Black Mountain's second LP, In The Future, sought to push this style to the edge of its possible envelope—the result being an eight-minute single, "Tyrants", and the seventeen-minute "Bright Lights" (notable if only for the endless repetition of "Light Bright/Light Bright..." that no doubt had scores of high thirty-year-olds scouring their mom's closet in the vain hope of finding the namesake toy left over from their youth). It was a solid effort, but as an album it kind of lost itself in places.

Well, the band has definitely found itself again on Wilderness Heart, a pure distillation of all the things that make McBean's projects great—it swoons, it spaces out, and it rocks like a hurricane—and all within the confines of a far more succinct LP. "Old Fangs" and "Let Spirits Ride" (the latter containing a riff that actually sounds a lot like a sped-up take on Van Halen's "House of Pain"—just saying...) are head-banging bursts of hirsute fun. In other places, tracks like "Radiant Hearts" and "Rollercoaster" offer beautiful pedestals for the perfect pairing of McBean and Amber Webber's vocals. And all across the album, the band sounds capital 'A' amazing: locked and loaded with even more room than before for Jeremy Schmidt's killer synth and organ lines.

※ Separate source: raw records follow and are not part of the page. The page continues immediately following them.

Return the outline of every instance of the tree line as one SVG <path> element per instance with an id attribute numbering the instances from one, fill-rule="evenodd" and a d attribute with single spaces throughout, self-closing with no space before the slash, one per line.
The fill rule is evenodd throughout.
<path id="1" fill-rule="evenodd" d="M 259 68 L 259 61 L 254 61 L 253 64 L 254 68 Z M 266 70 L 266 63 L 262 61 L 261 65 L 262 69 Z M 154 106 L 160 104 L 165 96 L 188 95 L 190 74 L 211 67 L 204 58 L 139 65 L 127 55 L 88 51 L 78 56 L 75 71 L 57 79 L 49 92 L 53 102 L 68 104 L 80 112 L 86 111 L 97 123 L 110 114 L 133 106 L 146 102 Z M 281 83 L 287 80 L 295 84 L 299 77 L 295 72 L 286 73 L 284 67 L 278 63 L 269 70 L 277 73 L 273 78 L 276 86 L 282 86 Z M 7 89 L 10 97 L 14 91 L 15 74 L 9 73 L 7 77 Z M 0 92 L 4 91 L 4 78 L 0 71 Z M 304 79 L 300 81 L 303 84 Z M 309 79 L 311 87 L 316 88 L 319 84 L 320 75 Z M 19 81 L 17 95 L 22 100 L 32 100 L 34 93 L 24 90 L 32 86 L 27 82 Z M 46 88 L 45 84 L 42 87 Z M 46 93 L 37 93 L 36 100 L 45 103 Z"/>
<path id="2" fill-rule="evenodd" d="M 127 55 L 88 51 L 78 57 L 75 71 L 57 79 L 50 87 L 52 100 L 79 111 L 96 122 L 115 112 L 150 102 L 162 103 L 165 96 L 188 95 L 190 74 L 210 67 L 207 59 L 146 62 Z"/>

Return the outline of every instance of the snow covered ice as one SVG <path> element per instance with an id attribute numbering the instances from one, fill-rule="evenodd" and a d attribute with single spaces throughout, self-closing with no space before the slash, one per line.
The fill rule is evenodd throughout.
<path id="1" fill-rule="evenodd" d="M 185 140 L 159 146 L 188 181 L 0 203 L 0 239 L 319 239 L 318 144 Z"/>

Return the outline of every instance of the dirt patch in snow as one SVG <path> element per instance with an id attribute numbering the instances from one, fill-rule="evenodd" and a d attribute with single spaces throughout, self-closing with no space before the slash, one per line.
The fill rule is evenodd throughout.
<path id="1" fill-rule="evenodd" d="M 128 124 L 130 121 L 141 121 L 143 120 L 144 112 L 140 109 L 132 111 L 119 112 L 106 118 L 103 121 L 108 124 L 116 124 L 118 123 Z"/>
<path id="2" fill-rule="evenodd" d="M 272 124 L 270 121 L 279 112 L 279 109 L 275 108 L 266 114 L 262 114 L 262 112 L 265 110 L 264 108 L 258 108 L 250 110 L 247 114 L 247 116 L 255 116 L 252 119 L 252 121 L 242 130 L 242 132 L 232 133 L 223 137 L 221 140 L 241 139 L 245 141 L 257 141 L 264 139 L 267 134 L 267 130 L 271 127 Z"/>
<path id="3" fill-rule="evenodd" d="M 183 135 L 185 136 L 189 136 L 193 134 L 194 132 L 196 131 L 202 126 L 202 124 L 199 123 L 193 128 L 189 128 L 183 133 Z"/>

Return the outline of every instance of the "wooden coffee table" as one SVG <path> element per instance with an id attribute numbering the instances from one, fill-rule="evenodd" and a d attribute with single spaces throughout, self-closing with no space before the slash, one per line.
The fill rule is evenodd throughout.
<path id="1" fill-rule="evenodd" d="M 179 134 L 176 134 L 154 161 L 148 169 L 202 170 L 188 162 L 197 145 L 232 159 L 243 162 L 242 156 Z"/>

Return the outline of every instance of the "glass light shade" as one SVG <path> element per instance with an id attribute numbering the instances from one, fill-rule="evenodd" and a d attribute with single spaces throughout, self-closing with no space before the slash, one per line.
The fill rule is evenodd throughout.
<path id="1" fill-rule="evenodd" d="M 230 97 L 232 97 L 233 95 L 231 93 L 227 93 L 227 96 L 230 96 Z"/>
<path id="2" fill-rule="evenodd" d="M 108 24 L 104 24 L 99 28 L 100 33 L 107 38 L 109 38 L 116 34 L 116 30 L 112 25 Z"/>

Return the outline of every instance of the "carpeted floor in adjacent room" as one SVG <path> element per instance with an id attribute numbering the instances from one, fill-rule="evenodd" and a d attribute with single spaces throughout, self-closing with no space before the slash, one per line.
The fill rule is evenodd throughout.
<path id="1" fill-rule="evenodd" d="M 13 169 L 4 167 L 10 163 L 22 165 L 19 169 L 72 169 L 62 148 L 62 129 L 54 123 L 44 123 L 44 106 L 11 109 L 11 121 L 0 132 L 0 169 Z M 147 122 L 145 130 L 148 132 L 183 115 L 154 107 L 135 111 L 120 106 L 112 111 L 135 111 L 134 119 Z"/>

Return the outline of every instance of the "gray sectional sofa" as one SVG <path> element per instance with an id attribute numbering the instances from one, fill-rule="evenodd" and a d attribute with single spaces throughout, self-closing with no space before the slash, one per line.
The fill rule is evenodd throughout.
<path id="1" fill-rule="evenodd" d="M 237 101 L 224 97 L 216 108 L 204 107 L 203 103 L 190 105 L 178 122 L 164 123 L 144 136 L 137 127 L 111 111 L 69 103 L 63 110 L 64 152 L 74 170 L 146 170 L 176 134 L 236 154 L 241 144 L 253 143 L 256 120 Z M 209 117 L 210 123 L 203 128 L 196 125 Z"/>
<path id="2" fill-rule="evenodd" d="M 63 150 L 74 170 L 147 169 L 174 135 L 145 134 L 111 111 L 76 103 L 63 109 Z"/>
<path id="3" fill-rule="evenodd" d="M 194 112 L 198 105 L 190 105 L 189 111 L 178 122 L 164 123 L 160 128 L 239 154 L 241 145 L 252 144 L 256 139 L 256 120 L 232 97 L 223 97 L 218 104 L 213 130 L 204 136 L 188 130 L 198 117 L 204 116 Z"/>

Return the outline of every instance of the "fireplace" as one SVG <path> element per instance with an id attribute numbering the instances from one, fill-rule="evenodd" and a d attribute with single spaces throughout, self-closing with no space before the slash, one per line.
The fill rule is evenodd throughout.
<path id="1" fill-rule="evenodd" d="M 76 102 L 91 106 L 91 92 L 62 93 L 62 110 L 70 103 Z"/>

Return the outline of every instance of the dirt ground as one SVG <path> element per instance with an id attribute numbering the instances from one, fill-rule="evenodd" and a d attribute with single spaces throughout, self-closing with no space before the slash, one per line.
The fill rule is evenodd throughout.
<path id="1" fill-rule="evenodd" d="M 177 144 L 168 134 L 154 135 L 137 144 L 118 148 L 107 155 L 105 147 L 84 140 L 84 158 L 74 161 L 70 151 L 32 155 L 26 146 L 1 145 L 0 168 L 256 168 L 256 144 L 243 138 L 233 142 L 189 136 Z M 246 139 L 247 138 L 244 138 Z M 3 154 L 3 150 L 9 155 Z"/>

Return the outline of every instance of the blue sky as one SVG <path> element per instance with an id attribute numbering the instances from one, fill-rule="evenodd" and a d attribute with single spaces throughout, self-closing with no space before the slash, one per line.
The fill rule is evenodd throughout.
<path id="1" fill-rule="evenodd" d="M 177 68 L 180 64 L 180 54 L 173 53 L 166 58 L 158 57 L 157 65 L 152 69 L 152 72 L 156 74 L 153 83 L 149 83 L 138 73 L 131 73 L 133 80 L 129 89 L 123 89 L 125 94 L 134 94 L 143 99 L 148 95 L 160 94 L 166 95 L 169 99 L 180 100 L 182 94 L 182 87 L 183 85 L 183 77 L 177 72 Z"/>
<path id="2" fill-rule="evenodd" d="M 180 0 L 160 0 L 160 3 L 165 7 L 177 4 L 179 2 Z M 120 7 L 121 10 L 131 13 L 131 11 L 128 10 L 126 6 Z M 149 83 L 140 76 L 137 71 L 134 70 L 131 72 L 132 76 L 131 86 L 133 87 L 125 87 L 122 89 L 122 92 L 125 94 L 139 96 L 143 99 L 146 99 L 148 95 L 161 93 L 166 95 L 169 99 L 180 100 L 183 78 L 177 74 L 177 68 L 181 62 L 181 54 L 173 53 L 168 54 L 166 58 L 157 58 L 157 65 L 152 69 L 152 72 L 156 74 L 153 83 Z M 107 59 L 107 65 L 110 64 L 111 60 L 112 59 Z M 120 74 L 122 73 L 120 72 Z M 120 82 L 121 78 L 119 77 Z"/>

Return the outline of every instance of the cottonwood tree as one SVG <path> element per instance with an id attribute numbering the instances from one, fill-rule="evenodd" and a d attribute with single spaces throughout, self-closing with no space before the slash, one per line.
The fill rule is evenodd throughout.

As with any album that seeks to truncate a band's sound, what it gains in brevity, it loses a little in blissed-out patience. And so Wilderness Heart has no slow-building stunner on par with their debut's "No Hits" or "Set Us Free". But it's a welcome shift all the same that the band wears well. Besides, with a career as varied as McBean's, there little doubt he'll find himself back in that trippy, kraut-y territory again soon enough.

Reader Comments (1)

Love this album but I think Let Spirits Ride sounds like Sabbath's Symptom of the Universe off Sabotage.